D’ailleurs, était-il raisonnable que lui et les généraux de notre armée nationale, se crussent tellement supérieurs à leurs soldats, à leurs concitoyens, qu’ils pourraient instituer en leur faveur et en faveur de leurs familles, les privilèges inhérents à l’hérédité, à la noblesse ? N’était-ce pas contre les privilèges de la race blanche qu’on s’était armé, qu’on avait combattu pour acquérir le droit d’être les égaux de ces hommes ? Et à peine on les avait vaincus et expulsés du pays, on aurait restauré ces inégalités ! C’eût été pire qu’une injustice, — une vraie trahison envers la nation.
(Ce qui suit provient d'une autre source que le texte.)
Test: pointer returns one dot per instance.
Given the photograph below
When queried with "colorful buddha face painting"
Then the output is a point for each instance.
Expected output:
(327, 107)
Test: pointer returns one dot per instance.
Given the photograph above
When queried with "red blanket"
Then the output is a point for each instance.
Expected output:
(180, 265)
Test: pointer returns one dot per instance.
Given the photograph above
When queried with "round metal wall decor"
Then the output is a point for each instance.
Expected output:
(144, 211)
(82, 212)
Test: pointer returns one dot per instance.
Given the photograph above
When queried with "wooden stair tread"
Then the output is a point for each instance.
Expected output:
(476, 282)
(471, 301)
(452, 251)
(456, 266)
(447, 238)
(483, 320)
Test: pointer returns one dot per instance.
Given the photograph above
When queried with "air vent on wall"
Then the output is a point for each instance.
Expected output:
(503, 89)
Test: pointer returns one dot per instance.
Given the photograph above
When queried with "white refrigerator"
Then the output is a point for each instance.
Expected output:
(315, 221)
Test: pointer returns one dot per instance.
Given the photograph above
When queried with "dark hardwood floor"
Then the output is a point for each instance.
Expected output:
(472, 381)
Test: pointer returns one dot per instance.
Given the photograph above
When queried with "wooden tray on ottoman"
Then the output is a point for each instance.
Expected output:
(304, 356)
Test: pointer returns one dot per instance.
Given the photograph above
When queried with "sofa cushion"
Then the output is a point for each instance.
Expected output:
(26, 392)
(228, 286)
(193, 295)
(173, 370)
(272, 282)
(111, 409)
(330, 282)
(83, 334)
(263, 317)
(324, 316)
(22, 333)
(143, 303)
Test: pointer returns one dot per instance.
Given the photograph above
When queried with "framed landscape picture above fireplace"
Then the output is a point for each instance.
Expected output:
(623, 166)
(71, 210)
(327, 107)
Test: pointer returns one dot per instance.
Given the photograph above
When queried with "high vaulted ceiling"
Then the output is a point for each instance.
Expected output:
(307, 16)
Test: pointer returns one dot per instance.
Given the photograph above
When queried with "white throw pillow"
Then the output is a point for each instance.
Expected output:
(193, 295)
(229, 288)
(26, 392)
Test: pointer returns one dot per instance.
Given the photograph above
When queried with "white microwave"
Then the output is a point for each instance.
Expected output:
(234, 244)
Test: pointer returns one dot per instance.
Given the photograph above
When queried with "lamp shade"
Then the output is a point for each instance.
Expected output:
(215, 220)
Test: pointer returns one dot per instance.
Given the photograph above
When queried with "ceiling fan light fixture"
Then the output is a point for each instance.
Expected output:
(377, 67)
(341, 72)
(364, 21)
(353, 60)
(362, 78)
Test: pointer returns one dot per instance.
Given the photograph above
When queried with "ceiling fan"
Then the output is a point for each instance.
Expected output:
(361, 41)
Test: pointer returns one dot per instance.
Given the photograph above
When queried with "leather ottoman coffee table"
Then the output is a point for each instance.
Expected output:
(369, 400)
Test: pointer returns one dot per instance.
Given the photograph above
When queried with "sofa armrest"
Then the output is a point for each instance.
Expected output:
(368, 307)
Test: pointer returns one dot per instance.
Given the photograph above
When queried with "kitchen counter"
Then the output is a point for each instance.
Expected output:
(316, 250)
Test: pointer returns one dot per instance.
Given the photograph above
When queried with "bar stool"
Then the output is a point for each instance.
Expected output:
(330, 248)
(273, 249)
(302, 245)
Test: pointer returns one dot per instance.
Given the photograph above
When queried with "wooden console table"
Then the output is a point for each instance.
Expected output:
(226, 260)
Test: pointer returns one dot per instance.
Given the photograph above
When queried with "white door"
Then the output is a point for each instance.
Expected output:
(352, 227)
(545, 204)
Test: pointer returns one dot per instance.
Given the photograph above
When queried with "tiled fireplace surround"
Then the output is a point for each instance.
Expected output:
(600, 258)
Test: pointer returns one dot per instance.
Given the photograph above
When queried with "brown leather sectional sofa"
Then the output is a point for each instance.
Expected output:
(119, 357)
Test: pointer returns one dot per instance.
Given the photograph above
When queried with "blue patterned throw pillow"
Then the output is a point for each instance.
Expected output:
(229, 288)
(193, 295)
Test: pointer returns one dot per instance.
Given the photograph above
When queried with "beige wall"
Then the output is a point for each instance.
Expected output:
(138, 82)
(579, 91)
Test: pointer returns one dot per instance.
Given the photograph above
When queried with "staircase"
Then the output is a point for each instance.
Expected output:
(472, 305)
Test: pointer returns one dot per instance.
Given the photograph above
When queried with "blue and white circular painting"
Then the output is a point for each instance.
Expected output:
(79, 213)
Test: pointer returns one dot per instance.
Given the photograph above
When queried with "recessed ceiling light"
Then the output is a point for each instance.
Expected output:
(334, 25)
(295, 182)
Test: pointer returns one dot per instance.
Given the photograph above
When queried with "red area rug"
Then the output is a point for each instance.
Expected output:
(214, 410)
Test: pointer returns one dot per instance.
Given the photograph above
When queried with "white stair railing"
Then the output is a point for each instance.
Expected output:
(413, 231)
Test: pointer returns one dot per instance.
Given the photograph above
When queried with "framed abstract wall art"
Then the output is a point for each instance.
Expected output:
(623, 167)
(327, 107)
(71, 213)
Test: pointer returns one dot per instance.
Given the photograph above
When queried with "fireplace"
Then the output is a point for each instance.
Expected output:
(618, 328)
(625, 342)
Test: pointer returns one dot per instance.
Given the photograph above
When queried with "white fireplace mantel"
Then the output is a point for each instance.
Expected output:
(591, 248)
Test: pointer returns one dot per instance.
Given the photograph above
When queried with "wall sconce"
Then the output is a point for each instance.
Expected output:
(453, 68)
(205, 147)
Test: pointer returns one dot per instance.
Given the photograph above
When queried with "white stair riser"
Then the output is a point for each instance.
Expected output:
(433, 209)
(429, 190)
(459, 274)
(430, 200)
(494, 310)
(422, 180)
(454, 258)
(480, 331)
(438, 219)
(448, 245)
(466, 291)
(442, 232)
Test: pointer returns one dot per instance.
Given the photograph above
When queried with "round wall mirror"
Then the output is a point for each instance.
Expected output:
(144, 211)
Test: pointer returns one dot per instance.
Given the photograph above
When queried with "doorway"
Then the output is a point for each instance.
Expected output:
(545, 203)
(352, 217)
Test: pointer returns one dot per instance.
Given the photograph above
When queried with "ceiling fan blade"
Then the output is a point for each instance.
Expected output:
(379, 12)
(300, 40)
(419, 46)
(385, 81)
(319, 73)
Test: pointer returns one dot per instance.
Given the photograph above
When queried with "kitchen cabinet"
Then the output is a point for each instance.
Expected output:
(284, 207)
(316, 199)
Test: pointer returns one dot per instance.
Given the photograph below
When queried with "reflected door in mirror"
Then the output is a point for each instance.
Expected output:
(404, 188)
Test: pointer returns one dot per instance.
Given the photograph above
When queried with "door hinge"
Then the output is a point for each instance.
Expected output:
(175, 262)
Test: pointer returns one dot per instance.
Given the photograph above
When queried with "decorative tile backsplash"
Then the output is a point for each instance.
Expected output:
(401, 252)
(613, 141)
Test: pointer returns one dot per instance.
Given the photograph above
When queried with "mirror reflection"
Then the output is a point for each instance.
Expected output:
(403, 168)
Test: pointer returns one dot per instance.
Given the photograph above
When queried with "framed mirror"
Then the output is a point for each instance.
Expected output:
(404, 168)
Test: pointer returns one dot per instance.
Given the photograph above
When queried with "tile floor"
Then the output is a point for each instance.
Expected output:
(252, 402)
Dessalines se montra donc conséquent avec tous les principes qui nous avaient dirigés dans nos révolutions, en adoptant le titre d’Empereur qui, dans la situation des choses, avait le double mérite d’être une mesure propre à fortifier la déclaration de notre indépendance, et de rappeler un fait historique, — celui du peuple romain déférant un titre semblable à Jules César, lorsqu’il se fit nommer dictateur perpétuel. Dessalines ne pouvait pas être autre chose ; son autorité ne pouvait pas être limitée par une constitution quelconque. On verra qu’il ne respecta pas celle qu’il octroya.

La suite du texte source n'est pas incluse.